Instacart, the San Francisco-based online grocery platform, said this week it would offer a vaccine support stipend of $25 to its shift leads, in-shoppers and full-service shoppers, beginning Feb. 1. The stipend is intended to provide financial assistance to workers who take time from their shifts to get vaccinated.
The United Food and Commercial Workers union has also made calls for employers to provide a paid holiday for workers to receive vaccinations.
Although additional recent guidelines from the Centers for Disease Control and Prevention would allow for employers to require vaccinations of their workforce in most cases, Dollar General’s release this week made a point to say they would be voluntary.
“We understand the decision to receive the COVID-19 vaccination is a personal choice, and although we are encouraging employees to take it, we are not requiring them to do so,” the release said.
The Kroger Co.’s SVP of human resources, Tim Massa, also stopped short of saying Kroger would require workers to be vaccinated, according to a Cincinnati Enquirer article this week. “At this time, we’re strongly encouraging our shoppers and associates to get vaccinated,” he said.

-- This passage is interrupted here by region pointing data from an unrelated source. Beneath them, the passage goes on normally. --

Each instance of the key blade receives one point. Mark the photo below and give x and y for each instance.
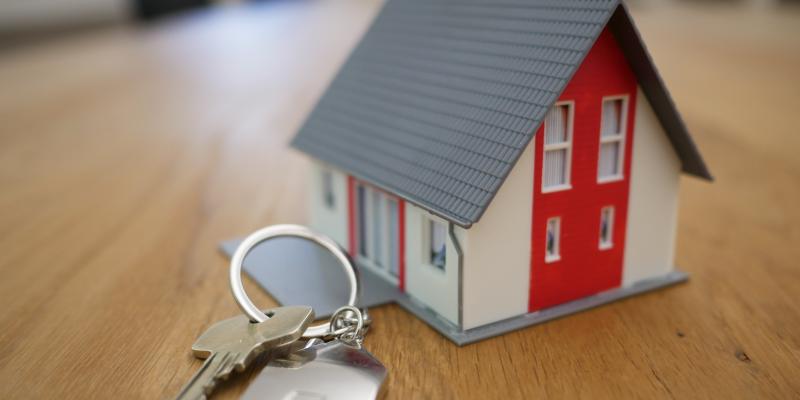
(204, 380)
(286, 325)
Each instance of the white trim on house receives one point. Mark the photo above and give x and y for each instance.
(377, 251)
(330, 220)
(620, 139)
(653, 202)
(497, 251)
(437, 289)
(565, 145)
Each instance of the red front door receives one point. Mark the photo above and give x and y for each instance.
(581, 180)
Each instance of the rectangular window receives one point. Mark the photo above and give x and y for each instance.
(376, 215)
(394, 235)
(612, 139)
(607, 227)
(437, 244)
(377, 226)
(361, 207)
(327, 189)
(557, 148)
(552, 240)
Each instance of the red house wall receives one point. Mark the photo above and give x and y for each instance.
(584, 269)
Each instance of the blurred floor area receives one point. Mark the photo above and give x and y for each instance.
(30, 22)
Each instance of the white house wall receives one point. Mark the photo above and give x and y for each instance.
(434, 288)
(653, 203)
(330, 221)
(497, 251)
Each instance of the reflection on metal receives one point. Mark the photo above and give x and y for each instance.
(330, 371)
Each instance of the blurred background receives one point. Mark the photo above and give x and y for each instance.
(26, 21)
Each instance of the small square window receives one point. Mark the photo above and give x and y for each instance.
(327, 189)
(552, 240)
(437, 244)
(607, 227)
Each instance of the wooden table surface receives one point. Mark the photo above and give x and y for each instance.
(127, 154)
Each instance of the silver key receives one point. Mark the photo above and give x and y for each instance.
(338, 370)
(332, 371)
(235, 342)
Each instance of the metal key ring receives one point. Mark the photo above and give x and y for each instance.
(271, 232)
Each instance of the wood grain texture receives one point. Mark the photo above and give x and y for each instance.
(127, 155)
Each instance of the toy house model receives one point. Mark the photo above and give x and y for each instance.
(496, 160)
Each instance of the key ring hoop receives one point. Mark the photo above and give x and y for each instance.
(274, 231)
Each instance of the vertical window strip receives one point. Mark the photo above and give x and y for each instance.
(552, 240)
(394, 234)
(607, 227)
(437, 242)
(361, 207)
(612, 135)
(327, 189)
(376, 215)
(557, 146)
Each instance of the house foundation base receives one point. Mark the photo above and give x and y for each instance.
(296, 273)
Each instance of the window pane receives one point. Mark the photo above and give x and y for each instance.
(552, 239)
(361, 199)
(377, 228)
(394, 255)
(327, 188)
(555, 167)
(437, 235)
(609, 163)
(556, 125)
(606, 226)
(612, 118)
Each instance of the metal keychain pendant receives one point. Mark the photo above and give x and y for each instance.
(337, 370)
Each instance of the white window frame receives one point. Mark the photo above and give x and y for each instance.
(427, 220)
(328, 191)
(621, 138)
(608, 243)
(382, 267)
(550, 258)
(560, 146)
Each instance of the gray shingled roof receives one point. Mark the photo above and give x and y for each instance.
(440, 98)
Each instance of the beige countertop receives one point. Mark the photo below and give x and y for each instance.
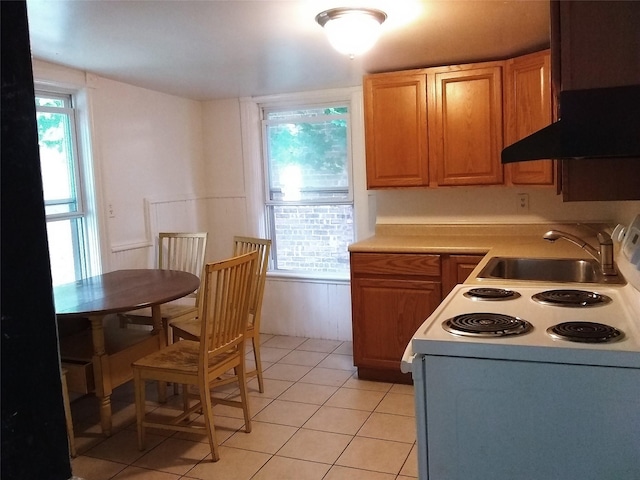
(491, 240)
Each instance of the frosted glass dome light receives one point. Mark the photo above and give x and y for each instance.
(352, 31)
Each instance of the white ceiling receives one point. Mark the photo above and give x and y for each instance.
(210, 49)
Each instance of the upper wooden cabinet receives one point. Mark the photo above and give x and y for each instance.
(465, 124)
(444, 126)
(396, 126)
(527, 108)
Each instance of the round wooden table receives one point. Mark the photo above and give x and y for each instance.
(117, 292)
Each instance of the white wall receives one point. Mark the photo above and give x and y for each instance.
(147, 150)
(292, 306)
(169, 163)
(494, 204)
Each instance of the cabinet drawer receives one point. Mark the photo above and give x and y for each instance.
(79, 376)
(395, 264)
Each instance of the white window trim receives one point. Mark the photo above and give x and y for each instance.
(251, 124)
(49, 78)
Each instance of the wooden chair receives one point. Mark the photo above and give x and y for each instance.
(226, 290)
(190, 329)
(176, 251)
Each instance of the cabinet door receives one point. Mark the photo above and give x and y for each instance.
(456, 269)
(465, 130)
(527, 88)
(388, 313)
(396, 130)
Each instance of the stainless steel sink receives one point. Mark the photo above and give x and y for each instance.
(548, 270)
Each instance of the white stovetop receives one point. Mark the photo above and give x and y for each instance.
(536, 345)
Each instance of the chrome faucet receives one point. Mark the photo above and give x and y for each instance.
(604, 255)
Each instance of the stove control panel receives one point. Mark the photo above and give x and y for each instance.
(631, 243)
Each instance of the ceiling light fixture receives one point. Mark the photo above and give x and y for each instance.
(352, 31)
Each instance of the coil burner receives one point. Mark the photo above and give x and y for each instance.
(571, 298)
(486, 325)
(585, 332)
(491, 294)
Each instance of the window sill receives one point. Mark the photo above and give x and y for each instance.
(309, 277)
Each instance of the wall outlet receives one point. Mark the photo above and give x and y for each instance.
(523, 203)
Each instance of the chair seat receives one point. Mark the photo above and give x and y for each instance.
(182, 357)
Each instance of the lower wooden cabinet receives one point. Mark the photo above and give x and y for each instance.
(392, 294)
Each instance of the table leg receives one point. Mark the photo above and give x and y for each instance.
(156, 315)
(101, 372)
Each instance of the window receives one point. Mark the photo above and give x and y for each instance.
(62, 184)
(309, 201)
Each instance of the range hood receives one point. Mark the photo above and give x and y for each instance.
(594, 123)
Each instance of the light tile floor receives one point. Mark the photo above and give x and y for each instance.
(315, 420)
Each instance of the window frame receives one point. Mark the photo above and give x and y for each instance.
(85, 236)
(269, 204)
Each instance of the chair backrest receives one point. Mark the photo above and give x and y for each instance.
(182, 251)
(263, 246)
(226, 289)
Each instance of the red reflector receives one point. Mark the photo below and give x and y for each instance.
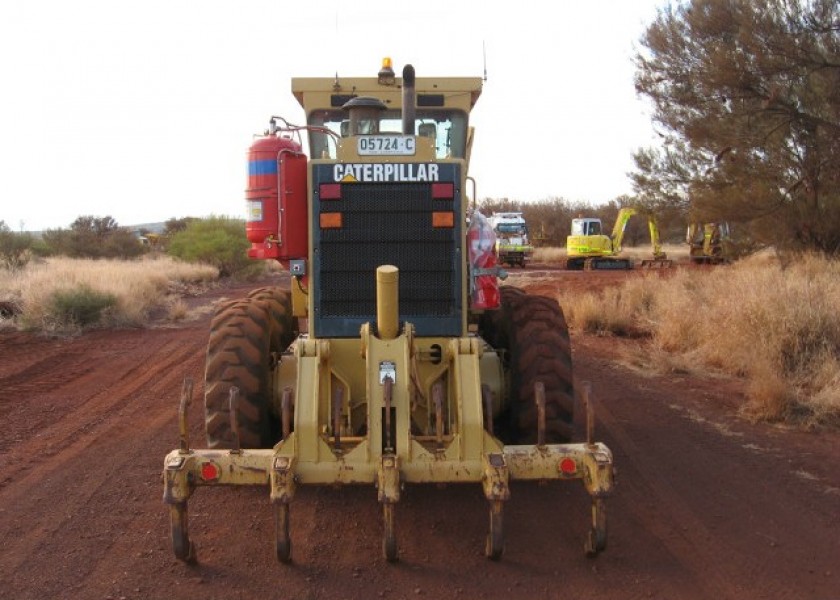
(443, 191)
(568, 466)
(330, 191)
(209, 471)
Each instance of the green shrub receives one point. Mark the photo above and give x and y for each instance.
(217, 241)
(15, 248)
(79, 307)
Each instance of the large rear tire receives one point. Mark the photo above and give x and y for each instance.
(283, 330)
(532, 332)
(239, 354)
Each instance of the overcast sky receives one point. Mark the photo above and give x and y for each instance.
(144, 110)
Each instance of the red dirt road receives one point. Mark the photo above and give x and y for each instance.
(707, 505)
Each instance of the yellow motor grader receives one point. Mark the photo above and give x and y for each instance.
(396, 357)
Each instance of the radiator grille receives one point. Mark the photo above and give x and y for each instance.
(388, 223)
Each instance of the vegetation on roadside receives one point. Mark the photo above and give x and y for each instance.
(67, 295)
(15, 248)
(218, 241)
(775, 325)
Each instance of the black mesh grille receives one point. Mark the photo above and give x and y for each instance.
(387, 223)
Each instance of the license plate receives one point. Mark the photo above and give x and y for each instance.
(385, 145)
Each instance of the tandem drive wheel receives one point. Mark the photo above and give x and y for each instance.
(181, 544)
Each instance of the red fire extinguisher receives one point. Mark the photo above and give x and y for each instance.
(481, 245)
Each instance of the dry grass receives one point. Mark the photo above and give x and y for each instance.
(777, 327)
(139, 287)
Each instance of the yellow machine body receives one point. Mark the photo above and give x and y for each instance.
(390, 376)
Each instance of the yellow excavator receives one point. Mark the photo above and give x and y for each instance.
(588, 248)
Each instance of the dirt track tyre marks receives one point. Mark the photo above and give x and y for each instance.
(239, 354)
(534, 333)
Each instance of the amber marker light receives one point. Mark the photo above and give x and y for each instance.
(330, 220)
(568, 466)
(209, 471)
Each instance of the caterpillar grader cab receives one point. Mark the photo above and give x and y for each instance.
(589, 248)
(512, 244)
(396, 357)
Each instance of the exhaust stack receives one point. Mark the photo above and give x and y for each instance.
(409, 100)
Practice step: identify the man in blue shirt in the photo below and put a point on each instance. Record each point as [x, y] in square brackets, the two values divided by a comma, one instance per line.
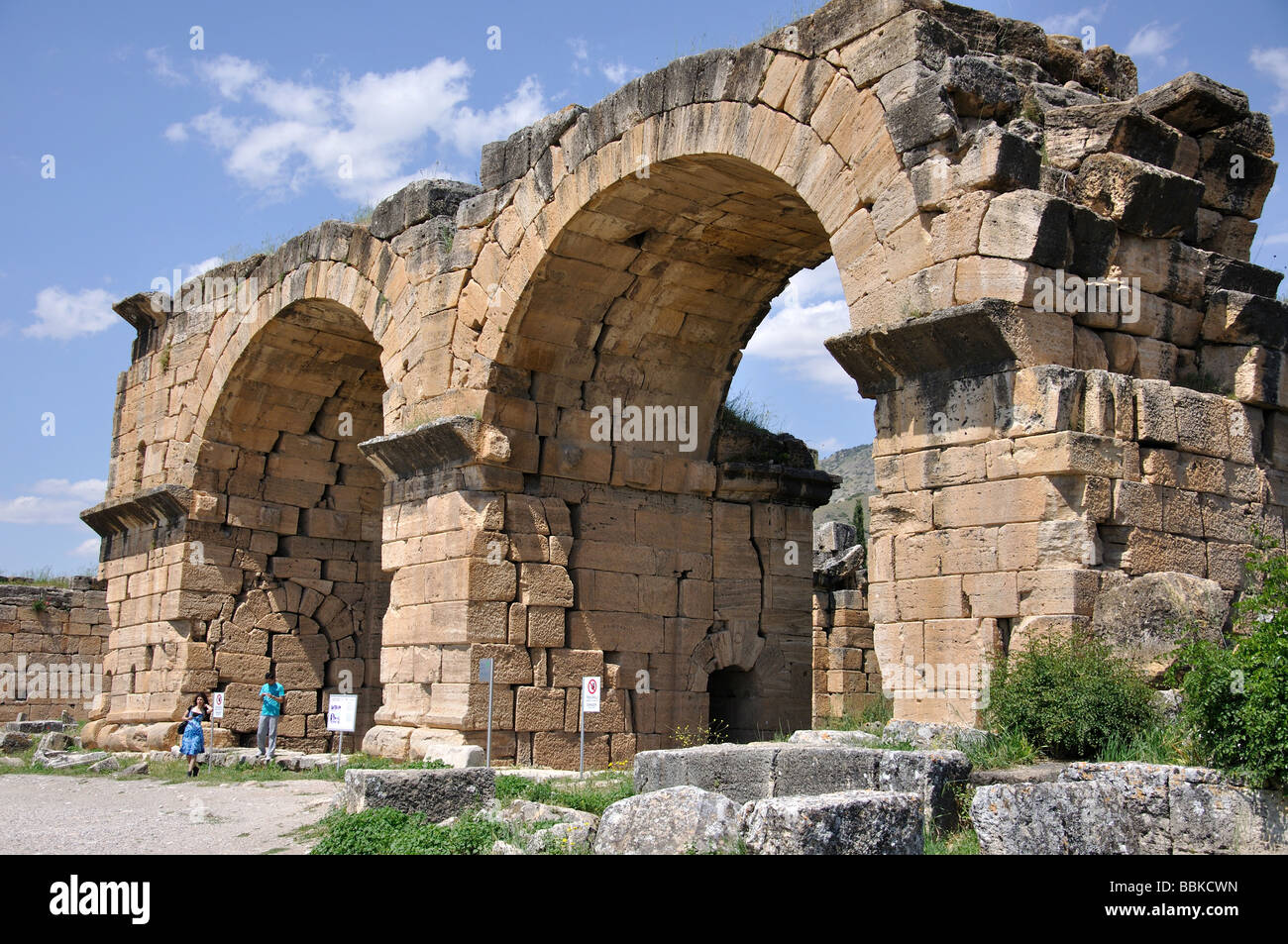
[273, 698]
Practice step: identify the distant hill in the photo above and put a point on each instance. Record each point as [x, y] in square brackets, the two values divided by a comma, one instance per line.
[858, 481]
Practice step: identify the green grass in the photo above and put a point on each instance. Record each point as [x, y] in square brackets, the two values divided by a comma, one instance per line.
[958, 842]
[46, 577]
[1008, 749]
[595, 796]
[176, 769]
[741, 412]
[960, 839]
[1163, 745]
[391, 832]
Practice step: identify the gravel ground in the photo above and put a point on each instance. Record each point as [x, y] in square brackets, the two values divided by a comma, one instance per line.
[97, 815]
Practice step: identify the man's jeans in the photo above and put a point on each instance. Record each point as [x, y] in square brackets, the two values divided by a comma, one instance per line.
[267, 732]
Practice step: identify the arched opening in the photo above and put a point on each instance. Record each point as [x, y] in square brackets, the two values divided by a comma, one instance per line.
[294, 536]
[691, 557]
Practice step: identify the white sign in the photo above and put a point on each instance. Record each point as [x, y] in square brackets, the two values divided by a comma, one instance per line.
[590, 693]
[342, 713]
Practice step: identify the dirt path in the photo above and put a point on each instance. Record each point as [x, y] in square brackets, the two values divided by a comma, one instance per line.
[97, 815]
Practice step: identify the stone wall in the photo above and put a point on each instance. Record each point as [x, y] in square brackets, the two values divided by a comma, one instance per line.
[462, 349]
[52, 644]
[846, 673]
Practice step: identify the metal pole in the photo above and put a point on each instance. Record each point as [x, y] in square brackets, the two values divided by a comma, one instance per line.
[489, 684]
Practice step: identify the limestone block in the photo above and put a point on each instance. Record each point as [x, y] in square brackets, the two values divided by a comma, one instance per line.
[1140, 197]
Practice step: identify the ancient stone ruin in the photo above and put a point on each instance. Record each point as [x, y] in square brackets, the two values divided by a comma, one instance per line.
[487, 424]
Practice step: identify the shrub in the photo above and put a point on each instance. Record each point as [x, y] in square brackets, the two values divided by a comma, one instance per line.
[1235, 694]
[391, 832]
[1069, 697]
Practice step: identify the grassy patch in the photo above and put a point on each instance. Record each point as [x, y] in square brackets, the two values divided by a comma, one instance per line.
[391, 832]
[593, 796]
[957, 842]
[1008, 749]
[1163, 745]
[960, 840]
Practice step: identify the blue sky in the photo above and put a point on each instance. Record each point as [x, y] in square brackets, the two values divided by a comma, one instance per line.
[170, 157]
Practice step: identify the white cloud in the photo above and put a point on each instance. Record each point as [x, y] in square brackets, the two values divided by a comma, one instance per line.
[1274, 64]
[825, 447]
[64, 314]
[201, 268]
[1072, 24]
[162, 68]
[809, 310]
[1151, 42]
[618, 72]
[230, 73]
[85, 549]
[53, 501]
[360, 136]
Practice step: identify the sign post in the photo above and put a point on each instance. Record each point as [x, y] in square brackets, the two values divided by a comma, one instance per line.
[217, 712]
[589, 702]
[485, 675]
[342, 715]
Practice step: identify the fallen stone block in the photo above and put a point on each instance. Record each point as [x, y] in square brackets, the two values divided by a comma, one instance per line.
[1142, 198]
[13, 742]
[562, 839]
[34, 726]
[527, 813]
[758, 772]
[1150, 809]
[738, 772]
[932, 734]
[858, 822]
[833, 738]
[437, 793]
[1051, 819]
[1194, 103]
[54, 741]
[669, 822]
[1147, 618]
[56, 760]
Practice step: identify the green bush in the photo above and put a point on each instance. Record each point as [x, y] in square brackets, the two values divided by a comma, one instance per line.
[1069, 697]
[1235, 694]
[391, 832]
[595, 796]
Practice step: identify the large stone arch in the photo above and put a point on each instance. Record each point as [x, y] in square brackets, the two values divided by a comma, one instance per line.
[1028, 455]
[215, 562]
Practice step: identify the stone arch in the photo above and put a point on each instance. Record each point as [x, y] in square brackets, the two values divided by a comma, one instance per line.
[1025, 458]
[283, 540]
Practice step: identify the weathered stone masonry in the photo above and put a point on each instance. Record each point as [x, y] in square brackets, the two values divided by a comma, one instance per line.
[52, 646]
[382, 454]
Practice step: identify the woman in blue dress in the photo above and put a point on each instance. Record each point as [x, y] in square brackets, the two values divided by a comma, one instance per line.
[193, 742]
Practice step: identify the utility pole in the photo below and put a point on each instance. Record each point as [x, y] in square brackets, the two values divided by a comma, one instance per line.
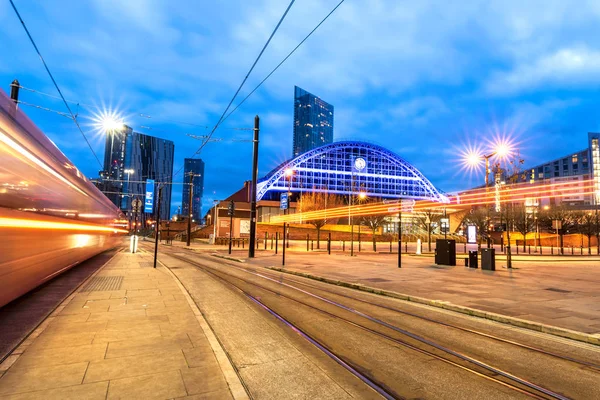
[157, 232]
[252, 242]
[190, 197]
[231, 211]
[14, 91]
[400, 235]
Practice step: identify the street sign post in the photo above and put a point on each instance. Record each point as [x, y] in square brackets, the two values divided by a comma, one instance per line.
[230, 212]
[283, 201]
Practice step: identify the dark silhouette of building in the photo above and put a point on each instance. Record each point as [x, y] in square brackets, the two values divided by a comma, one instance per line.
[196, 167]
[313, 122]
[131, 158]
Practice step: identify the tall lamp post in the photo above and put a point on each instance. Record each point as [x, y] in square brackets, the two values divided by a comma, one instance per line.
[597, 225]
[128, 171]
[473, 160]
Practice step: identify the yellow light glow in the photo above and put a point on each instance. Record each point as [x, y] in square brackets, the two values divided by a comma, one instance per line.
[37, 224]
[24, 152]
[503, 150]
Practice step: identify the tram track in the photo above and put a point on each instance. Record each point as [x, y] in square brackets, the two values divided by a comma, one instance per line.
[424, 346]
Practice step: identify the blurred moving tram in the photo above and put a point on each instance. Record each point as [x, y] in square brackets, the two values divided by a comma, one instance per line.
[51, 216]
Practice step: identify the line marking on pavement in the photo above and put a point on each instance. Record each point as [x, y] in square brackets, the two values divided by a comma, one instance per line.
[20, 349]
[237, 389]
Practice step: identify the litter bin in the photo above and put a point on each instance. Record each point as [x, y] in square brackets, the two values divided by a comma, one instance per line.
[473, 259]
[488, 259]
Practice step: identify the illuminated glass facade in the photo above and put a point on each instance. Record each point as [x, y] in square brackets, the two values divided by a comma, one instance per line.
[150, 158]
[313, 122]
[594, 139]
[348, 167]
[195, 166]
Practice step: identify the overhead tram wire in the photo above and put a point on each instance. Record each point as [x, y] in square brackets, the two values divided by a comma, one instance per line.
[284, 60]
[54, 81]
[241, 85]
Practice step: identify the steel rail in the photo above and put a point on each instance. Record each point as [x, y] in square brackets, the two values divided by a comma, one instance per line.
[493, 370]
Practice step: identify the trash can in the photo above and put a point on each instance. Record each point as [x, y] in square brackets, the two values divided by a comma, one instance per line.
[445, 252]
[488, 259]
[473, 259]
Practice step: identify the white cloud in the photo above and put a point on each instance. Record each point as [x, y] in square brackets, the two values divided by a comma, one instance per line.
[564, 68]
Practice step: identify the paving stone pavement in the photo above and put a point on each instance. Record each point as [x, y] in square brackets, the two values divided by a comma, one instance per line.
[560, 291]
[133, 335]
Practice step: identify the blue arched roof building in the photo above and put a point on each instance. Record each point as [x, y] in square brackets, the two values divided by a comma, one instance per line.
[350, 167]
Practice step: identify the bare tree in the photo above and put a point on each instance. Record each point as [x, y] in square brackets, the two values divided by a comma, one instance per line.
[522, 221]
[374, 222]
[563, 216]
[318, 201]
[421, 219]
[479, 217]
[587, 226]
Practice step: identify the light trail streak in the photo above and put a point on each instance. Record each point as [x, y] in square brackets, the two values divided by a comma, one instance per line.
[19, 223]
[509, 194]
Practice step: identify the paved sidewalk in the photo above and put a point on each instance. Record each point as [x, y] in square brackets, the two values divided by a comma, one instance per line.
[129, 332]
[559, 291]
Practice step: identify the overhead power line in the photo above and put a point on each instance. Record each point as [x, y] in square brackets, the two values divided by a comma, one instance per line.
[284, 60]
[54, 82]
[204, 142]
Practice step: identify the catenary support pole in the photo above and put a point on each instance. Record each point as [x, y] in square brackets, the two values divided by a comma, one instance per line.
[157, 232]
[251, 244]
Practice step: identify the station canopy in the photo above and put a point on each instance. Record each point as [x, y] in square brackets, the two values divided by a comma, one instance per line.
[347, 168]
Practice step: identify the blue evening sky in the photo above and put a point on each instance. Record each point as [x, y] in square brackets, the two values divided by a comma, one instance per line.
[422, 78]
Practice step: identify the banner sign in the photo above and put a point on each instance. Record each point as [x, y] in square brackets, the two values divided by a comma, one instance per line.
[471, 234]
[283, 201]
[149, 203]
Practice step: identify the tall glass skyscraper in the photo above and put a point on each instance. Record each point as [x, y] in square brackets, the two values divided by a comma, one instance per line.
[196, 167]
[112, 175]
[313, 122]
[148, 157]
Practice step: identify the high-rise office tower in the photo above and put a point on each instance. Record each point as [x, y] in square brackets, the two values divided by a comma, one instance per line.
[313, 122]
[148, 157]
[196, 167]
[114, 163]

Some of the reticence to requiring immediate vaccinations could be related to simple logistics—with millions of shots to administer and a slower-than-expected start to distributing them, there’s little argument for forcing the reluctant to the front of the lines. A phased or gradual rollout among workers in the same store may also better conform with interpretations of federal health guidelines, sources said. For example, federal authorities have recommended against groups of close co-workers getting vaccinated at the same time because the potential for those needing a day off or suffering adverse reaction could leave them short-staffed, said Jennifer Hatcher, chief public policy officer of the trade group FMI, speaking in an interview this week.
Hatcher emphasized FMI’s focus since the onset has been on helping its member companies navigate the various constituencies and government regulations throughout the pandemic and that it wasn’t taking nor recommending a particular stance on the question of companies requiring a vaccinated workforce, nor was it interpreting employment law.
The group is plenty busy creating templates distributed to member companies that could be printed on letterhead as a kind of identification for essential critical infrastructure workers, many of them don’t carry business cards, for example.
The industry, Hatcher mentioned, has “6 million people to keep healthy. That’s an extraordinary effort.”